Paraphraser/CalculatingBarometricPressureTrend.md

## CalculatingBarometricPressureTrend.md

      
    Raw
  

              CalculatingBarometricPressureTrend.md
            
          
    Calculating barometric pressure trend

This gist is a response to a Discord question. It explains my approach to deciding whether barometric pressure is rising, falling or remaining steady.
I do the trend calculation in Arduino (ESP8266) code. I tried to mimic the idea of setting the reference needle on a real barometer, waiting an hour, then seeing which way the pressure needle had moved with respect to the reference. The wrinkle is that "the last hour" is a moving window that updates every 10 minutes.
The BMP085 sensor is polled every 10 minutes.
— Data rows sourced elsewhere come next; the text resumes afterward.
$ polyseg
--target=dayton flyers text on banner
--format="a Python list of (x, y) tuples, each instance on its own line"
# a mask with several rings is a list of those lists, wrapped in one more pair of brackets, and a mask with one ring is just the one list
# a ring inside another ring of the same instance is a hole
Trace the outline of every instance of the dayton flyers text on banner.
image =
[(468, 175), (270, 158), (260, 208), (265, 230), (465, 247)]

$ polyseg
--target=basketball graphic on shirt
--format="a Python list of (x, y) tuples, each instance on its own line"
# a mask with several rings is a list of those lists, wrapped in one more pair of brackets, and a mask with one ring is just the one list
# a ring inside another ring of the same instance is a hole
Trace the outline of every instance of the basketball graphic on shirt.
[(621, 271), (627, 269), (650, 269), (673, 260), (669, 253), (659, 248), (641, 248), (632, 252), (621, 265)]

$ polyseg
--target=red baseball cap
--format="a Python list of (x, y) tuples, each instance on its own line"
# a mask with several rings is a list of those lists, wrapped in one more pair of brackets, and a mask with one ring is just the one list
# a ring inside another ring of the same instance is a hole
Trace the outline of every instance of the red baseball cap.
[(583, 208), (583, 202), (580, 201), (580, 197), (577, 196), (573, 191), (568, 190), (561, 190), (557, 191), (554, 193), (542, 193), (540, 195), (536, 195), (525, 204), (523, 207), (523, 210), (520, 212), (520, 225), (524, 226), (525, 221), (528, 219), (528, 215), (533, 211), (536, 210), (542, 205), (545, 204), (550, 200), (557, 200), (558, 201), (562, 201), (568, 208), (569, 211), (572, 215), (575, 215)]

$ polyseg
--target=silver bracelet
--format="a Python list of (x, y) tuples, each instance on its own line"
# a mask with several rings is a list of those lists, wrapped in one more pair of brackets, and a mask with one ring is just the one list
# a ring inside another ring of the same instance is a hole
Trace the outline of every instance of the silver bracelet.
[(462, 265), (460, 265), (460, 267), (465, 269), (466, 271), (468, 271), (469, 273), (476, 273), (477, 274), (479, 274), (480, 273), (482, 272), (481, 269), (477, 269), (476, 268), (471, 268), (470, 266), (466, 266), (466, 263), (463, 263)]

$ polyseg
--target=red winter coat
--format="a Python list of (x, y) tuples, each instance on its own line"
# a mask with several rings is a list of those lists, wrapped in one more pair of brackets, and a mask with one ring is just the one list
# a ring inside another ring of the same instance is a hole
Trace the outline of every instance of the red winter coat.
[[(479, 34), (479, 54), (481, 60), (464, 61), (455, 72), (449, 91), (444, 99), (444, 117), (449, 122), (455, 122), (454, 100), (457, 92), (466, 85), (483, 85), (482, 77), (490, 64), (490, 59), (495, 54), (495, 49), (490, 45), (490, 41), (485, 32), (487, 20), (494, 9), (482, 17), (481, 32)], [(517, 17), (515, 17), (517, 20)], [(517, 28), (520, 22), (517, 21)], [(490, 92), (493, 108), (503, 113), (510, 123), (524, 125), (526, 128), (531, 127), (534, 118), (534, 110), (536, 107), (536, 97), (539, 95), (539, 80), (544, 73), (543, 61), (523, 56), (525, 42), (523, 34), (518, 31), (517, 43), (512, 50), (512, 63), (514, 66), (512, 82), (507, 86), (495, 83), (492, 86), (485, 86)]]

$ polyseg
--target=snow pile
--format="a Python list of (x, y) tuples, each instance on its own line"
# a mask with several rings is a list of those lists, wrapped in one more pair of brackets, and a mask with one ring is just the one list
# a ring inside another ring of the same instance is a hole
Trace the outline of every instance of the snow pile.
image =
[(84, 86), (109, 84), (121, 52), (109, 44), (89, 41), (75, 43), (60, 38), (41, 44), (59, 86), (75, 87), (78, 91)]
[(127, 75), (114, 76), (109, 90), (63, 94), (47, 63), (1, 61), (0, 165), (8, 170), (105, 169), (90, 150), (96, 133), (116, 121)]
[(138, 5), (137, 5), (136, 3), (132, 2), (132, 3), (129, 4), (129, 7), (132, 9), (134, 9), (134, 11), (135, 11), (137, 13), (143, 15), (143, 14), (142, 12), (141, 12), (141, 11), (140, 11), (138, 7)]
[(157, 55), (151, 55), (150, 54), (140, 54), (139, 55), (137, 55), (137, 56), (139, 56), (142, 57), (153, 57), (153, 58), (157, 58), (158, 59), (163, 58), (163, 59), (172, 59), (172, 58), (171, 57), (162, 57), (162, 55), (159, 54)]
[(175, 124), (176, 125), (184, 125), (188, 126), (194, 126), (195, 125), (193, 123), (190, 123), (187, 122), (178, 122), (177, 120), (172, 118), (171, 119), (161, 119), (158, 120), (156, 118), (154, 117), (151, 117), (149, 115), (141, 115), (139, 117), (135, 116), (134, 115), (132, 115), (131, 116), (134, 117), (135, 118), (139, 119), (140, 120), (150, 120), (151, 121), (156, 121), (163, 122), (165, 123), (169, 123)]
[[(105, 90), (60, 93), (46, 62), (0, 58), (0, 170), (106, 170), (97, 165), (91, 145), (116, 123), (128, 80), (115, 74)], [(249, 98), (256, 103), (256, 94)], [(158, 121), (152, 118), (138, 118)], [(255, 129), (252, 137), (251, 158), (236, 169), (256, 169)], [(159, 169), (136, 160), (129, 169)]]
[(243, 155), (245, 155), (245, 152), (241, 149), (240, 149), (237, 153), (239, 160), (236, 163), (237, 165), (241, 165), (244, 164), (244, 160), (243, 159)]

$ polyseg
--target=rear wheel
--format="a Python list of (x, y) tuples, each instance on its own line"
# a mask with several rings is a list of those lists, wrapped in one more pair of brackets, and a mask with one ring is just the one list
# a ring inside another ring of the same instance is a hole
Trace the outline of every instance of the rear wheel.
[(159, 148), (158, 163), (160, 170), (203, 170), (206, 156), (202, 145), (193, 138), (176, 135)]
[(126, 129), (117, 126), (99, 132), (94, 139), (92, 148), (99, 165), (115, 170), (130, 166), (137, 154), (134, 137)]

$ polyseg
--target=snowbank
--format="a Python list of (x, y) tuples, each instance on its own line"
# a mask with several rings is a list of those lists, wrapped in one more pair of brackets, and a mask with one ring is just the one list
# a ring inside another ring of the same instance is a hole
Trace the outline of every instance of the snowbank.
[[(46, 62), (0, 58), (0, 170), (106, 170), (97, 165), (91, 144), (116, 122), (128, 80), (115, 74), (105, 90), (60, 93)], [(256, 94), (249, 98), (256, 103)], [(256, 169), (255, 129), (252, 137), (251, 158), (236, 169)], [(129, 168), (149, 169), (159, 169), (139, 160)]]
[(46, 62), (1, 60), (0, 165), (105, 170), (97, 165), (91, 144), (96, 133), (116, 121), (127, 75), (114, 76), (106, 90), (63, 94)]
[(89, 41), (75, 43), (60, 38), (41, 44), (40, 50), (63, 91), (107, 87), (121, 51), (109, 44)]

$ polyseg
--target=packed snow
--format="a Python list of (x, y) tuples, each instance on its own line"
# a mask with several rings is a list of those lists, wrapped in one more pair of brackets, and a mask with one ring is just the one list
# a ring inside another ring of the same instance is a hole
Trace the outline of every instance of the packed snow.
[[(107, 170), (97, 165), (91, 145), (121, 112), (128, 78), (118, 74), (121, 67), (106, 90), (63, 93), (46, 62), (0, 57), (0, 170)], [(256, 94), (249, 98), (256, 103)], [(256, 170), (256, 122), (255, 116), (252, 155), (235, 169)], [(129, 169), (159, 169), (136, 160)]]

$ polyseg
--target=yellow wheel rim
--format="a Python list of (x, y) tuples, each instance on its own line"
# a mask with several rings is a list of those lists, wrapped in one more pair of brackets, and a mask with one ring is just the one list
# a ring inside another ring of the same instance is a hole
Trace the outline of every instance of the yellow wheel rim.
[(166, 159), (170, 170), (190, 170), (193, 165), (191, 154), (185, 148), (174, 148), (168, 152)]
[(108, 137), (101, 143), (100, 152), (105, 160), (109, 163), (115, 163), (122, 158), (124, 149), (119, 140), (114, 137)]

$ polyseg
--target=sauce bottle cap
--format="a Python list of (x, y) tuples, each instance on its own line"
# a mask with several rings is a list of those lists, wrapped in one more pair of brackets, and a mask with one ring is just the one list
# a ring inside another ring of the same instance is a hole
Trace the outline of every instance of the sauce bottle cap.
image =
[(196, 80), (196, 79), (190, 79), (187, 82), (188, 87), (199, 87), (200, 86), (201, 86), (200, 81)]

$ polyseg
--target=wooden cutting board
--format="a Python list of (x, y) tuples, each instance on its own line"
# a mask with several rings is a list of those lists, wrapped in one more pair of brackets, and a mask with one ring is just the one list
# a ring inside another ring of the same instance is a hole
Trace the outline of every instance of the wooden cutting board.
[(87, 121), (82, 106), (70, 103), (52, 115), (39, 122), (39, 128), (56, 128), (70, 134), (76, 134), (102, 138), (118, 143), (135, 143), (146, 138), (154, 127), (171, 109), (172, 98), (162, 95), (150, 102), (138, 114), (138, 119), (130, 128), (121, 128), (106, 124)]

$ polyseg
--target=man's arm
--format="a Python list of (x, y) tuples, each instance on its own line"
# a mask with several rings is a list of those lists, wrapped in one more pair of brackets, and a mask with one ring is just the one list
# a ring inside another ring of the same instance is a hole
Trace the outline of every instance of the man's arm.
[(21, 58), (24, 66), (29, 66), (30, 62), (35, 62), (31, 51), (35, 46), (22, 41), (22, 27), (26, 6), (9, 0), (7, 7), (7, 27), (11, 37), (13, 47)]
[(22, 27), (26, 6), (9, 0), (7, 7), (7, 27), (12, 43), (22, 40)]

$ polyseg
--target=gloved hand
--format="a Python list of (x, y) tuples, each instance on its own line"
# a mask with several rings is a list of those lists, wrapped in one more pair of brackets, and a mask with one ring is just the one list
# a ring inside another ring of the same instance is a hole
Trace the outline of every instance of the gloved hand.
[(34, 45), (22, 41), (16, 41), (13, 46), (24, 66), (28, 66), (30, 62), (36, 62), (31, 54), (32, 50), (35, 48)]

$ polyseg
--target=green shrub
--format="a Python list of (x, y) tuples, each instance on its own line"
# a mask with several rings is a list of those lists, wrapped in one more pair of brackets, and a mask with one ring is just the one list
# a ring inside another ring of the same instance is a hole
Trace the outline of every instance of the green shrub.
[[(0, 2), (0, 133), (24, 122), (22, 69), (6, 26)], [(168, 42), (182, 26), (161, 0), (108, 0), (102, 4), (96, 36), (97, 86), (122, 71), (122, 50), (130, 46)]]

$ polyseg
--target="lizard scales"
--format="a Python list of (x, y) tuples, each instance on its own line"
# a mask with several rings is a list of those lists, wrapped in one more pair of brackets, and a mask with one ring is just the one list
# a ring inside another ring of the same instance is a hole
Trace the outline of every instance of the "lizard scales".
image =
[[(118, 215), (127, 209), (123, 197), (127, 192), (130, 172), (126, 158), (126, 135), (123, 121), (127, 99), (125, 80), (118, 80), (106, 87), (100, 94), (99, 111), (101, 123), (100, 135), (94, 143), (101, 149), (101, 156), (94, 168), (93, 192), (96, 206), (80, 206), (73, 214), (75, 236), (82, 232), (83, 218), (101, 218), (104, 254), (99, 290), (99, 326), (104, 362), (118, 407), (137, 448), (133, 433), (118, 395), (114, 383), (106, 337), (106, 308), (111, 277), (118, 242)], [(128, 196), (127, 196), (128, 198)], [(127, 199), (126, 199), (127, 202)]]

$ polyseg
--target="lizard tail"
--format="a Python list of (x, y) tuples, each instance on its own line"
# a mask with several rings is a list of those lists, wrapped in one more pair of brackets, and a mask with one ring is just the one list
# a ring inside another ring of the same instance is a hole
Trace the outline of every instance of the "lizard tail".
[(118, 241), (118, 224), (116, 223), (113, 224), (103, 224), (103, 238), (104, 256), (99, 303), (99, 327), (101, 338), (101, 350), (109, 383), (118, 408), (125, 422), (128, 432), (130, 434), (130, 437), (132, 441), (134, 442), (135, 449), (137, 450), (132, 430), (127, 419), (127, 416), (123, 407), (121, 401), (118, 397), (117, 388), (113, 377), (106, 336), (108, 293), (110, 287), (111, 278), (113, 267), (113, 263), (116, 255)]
Until there are six observations (eg after a reboot) the code returns "training".
After that, the code does a least-squares regression on the last six observations (ie the last hour of data) to find the linear equation of best fit. In effect, the algorithm assumes that knowing the time (independent variable on the X axis) at some point in the past hour would permit the pressure at that time (dependent variable on the Y axis) to be estimated with some degree of reliability.
Then the code runs the hypothesis test H1: β₁ ≠ 0 (the slope of the linear equation is not zero). If there is sufficient evidence at α = 5%, the code returns "rising" or "falling" according to the sign of the slope, otherwise returning "steady".
When I first wrote the code I wasn't convinced that "the last six observations" was enough data for this to work but, in practice, it has proven to be both sensitive and reliable.
As well as the trend, my dashboard shows the most-recent observation plus a chart of observations over the last 24 hours. Sometimes the trend will show a value (rising, falling, steady) that doesn't appear to be supported by eyeballing the 24-hour chart. But, when I examine the synoptic chart published by the Bureau of Meteorology, the trend coming out of the algorithm is always right on the money.
Still, "caveat emptor", "use at your own risk" and "don't make life or death decisions based on this code".
Globals referenced by the function

// JSON values wrapped in quotes
const char* PayloadTrendTrainingKey     = "\"training\"";
const char* PayloadTrendFallingKey      = "\"falling\"";
const char* PayloadTrendSteadyKey       = "\"steady\"";
const char* PayloadTrendRisingKey       = "\"rising\"";

/*
 *  Note: the size of the pressure history array and the
 *  Critical value of t are related. If you change the size
 *  of the array, you must recalculate Critical_t_value.
 *  
 *  Given:
 *  
 *      Let α = 0.05    (5%)
 *      Let ν = (PressureHistorySize - 2) = (6 - 2) = 4
 *      
 *  Then use one of the following:
 *  
 *      Excel:      =T.INV(α/2,ν)  
 *      
 *      TINspire:   invt(α/2,ν)
 *      
 *  Given those inputs, the answer is:
 *  
 *      -2.776445105
 *      
 *  Critical_t_value is the absolute value of that.
 *  
 */
const size_t PressureHistorySize = 6;
const double Critical_t_value = 2.776445105;

// the array of pressures
double pressures[PressureHistorySize] = { };

// the number of elements currently in the array
size_t pressureHistoryCount = 0;

function to calculate pressure trend

Notes:

this function has the side-effect of adding a new observation to the pressures array so it can only be called when a new observation becomes available.
there is an underlying assumption that the observations are spaced (roughly) equidistant in time. If that assumption doesn't hold then you'll get an answer but it won't really mean anything.
the code could be made more efficient (eg circular buffer and running calculations for ∑(x) and so-on) but the ESP8266 running this has plenty of grunt, isn't doing anything else, and the code only has to run once every 10 minutes.
I follow the coding convention of always using curly braces even where C permits their omission (a convention now enforced by Swift 🥳).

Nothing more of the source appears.